By Daniele Lepido and Haze Fan (Bloomberg) The ongoing conflict between Ferretti SpA, an Italian luxury yacht maker, and its leading Chinese investor is gaining attention again, just a year after a previous spying scandal shook the company.

Weichai Group, which holds a 37.5% stake in Ferretti, claims that CEO Alberto Galassi is marginalizing its directors to strengthen his control over the company. This information comes from sources familiar with the situation and an internal document seen by Bloomberg News that was sent last month by Weichai to its parent company.

The document states that directors associated with Weichai have been excluded from Ferretti's headquarters in Forlì. They are "effectively cut off" from the main operating environment of the company and are only performing occasional, minor tasks at the Milan office. It highlights a recent management change that consolidates decision-making power in Galassi's hands, indicating that he has "effectively achieved full control over Ferretti."

"As investors, we shareholders are very worried about the security of assets and the quality of operations," Weichai expressed in the document.

A representative from Ferretti did not provide comments, and officials from Weichai did not respond to requests for feedback. The document does not specify what actions Weichai, as Ferretti's largest shareholder, plans to take in light of these developments.

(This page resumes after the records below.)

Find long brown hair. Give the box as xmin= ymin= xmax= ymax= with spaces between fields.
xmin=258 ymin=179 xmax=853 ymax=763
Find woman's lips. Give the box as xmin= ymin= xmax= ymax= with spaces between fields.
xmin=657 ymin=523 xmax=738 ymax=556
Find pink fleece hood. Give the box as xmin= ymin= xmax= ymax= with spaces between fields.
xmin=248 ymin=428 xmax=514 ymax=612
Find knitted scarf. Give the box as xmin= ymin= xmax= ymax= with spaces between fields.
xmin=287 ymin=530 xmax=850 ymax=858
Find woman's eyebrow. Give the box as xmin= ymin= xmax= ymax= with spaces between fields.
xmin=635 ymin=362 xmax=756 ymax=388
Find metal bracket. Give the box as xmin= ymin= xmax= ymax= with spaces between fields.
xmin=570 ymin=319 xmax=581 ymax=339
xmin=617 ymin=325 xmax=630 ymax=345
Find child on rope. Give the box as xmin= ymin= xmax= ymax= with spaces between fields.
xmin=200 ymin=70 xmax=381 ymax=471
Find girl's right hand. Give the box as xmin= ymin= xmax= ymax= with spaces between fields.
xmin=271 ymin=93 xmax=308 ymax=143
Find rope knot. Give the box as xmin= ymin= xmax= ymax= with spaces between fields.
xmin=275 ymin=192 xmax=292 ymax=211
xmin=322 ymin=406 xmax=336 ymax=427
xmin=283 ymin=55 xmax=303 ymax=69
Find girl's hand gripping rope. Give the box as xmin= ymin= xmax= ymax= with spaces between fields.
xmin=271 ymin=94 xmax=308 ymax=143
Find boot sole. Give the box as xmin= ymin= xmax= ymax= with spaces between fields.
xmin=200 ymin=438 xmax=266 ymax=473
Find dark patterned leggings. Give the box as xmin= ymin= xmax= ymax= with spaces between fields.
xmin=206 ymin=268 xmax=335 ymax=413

These allegations add another layer to a story that last year placed Ferretti in the middle of an alleged spying episode where its Chinese executives were targeted, leading to a Milan investigation. In June, Bloomberg News reported that hidden listening devices were discovered in the Milan offices of the company's Chinese executives during a time of tension between management and the primary shareholder concerning a share buyback strategy. The investigation into this spying incident is still ongoing.

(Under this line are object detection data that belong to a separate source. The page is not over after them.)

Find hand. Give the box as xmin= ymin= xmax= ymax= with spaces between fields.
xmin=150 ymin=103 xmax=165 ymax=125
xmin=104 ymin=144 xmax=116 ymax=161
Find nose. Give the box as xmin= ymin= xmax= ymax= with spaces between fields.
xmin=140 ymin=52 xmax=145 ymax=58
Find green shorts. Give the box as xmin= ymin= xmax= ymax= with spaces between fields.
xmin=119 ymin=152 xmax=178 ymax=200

The unrest at Ferretti occurs while the Italian Prime Minister Giorgia Meloni's administration is adopting a more careful stance towards Chinese investments in critical Italian companies amid rising geopolitical tensions and global trade issues.

Even though Weichai hasn't faced any interference from the Italian government, its situation draws similarities to that of tire manufacturer Pirelli SpA, where China's state-owned Sinochem Group had to limit its governance role due to a 2023 decree under Italy's "golden power" law. This law, designed to protect assets deemed strategic, is becoming crucial in how Rome manages its economic relations with Beijing while also reassuring domestic and European partners.

Ferretti is recognized worldwide for its luxury yachts, housing well-known brands like Riva, Pershing, and Wally. The company reported approximately €1.2 billion ($1.4 billion) in revenue last year and has been working to grow its global order book.

The Italian firm went public in Hong Kong in 2022 and added a listing in Milan the following year. Since then, its stock has seen a decline of about 4% in the Milan market.